This week, AttackIQ acquired DeepSurface to broaden its vulnerability and attack path management capabilities to help enterprises identify and mitigate the most pressing vulnerabilities in their environments.

The acquisition enables AttackIQ to add automated vulnerability prioritization within complex IT environments. Founded in 2017 and headquartered in Portland, Oregon, DeepSurface’s RiskAnalyzer platform contextualizes, using roughly 50 data points, vulnerability risks, including an organization’s existing security defenses and other compensating controls, such as network configurations, user behavior, and threat intelligence to predict exploitable attack paths. 

The acquisition combines that contextual risk analysis from DeepSurface into AttackIQ’s AEV platform, enabling organizations to predict and neutralize threats by simulating real-world adversary behavior and contextualizing vulnerabilities within specific infrastructure environments. This allows security teams to prioritize risk based on potential business impact. Security and operations teams can patch highly vulnerable systems first and then fix or mitigate the rest through other steps that keep the systems secure. 

Traditional BAS tools automate the process of simulating cyberattacks to evaluate defenses by analyzing identified vulnerabilities and validating existing security controls.

Michael Farnum, advisory CISO at enterprise technology services provider Trace3, said the extended capabilities in AttackIQ’s platform should make time-stressed security and operations teams work smarter. “It currently gives an edge to AttackIQ over other BAS tools that don’t do a good job at helping to figure out prioritization of the vulnerabilities that they reveal during testing,” he said.

AttackIQ chief commercial officer Carl Wright highlighted the platform’s role in cutting through “exposure noise,” enabling teams to focus remediation efforts on vulnerabilities most likely to be exploited and enable customers to validate defenses against the most current tactics, techniques, and procedures, along with active threat monitoring, attack path mapping, and automated security control validation. 

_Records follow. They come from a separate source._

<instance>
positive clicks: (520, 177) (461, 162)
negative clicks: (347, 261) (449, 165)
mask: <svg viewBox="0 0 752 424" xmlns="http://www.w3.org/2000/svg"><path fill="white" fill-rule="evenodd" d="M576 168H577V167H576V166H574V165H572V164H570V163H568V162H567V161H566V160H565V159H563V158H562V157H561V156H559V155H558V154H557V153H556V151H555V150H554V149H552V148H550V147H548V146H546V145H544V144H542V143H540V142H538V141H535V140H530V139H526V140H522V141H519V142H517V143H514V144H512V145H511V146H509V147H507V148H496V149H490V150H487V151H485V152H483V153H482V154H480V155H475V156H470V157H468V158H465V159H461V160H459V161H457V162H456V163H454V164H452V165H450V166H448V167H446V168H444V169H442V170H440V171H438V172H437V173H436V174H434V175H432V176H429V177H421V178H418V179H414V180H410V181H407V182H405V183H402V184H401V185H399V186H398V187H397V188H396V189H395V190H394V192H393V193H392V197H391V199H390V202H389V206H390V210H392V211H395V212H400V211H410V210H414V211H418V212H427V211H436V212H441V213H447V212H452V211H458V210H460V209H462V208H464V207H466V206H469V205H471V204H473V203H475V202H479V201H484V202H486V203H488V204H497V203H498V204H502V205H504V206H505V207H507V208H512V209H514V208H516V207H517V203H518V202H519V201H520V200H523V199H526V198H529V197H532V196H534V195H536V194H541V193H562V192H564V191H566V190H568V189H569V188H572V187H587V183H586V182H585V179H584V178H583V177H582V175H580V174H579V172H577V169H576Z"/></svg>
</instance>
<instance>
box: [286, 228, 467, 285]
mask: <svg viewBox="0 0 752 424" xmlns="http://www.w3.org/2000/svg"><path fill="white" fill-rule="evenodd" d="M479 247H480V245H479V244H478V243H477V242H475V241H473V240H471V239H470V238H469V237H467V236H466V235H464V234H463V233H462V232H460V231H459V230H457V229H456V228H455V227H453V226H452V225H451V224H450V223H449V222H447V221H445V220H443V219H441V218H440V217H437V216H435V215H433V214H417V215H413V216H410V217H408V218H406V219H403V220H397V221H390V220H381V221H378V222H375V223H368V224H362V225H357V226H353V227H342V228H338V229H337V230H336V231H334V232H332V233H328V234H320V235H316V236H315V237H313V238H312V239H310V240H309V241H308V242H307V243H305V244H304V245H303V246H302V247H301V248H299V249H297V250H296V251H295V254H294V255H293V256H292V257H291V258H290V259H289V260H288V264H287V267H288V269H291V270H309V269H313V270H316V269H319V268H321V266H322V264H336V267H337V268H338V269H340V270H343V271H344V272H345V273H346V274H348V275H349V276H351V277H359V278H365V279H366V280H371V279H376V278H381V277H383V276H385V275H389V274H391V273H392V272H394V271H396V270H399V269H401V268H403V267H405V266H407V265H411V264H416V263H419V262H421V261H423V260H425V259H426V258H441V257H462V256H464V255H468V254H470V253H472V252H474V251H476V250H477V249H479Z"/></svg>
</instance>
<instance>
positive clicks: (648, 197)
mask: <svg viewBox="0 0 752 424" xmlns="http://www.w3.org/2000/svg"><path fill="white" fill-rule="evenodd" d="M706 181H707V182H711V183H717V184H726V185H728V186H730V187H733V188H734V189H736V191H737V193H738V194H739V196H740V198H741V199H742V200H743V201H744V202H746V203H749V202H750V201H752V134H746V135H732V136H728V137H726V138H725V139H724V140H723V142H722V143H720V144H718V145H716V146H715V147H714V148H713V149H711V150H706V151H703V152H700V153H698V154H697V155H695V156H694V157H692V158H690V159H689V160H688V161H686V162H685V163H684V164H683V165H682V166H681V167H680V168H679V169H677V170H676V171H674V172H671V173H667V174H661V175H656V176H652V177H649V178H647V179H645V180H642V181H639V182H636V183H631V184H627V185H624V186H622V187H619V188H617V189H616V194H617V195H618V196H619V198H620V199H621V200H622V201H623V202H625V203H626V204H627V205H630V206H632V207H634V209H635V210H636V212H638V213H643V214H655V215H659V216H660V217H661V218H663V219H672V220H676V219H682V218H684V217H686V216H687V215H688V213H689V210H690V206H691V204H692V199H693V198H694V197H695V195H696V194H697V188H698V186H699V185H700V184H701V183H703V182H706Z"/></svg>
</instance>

The integrated system aligns with MITRE’s continuous threat exposure management framework and works across complex enterprise environments. Wright added that future development will focus on expanding attack path analysis and purple teaming automation, ensuring defenses evolve in lockstep with adversarial innovation. 

Wright added that many organizations have teams that are often too siloed and don’t collaborate as well as they should, such as threat intelligence teams, red teams, and security operations analysts. “What we’re doing will help integrate these different teams better, providing a more comprehensive view of the organization’s security posture and respond faster,” he said.

Scott Crawford, research director for information security with 451 Research, part of S&P Global Market Intelligence, said the combination of AttackIQ and DeepSurface complements the two companies’ capabilities and may provide value to the results that AttackIQ’s BAS tools provided. “Breach and attack simulation and controls testing must have targets to evaluate, but without knowing the scope of an organization’s cyber exposure, an understanding of the target landscape may be incomplete,” he said. This combination should give customers a better view of their exposed risk posture. “This includes assets the organization may not know are exposed, which then gives security controls evaluation a more complete view of the landscape to evaluate. The deal appears largely to be one of complementary technologies,” Crawford said.

The capabilities will be released at RSAC, formerly RSA Conference, in late April. The capabilities will be integrated throughout AttackIQ’s portfolio, including AttackIQ enterprise product, AttackIQ Ready! (for mid-sized organizations), and ad-hoc testing with AttackIQ Flex.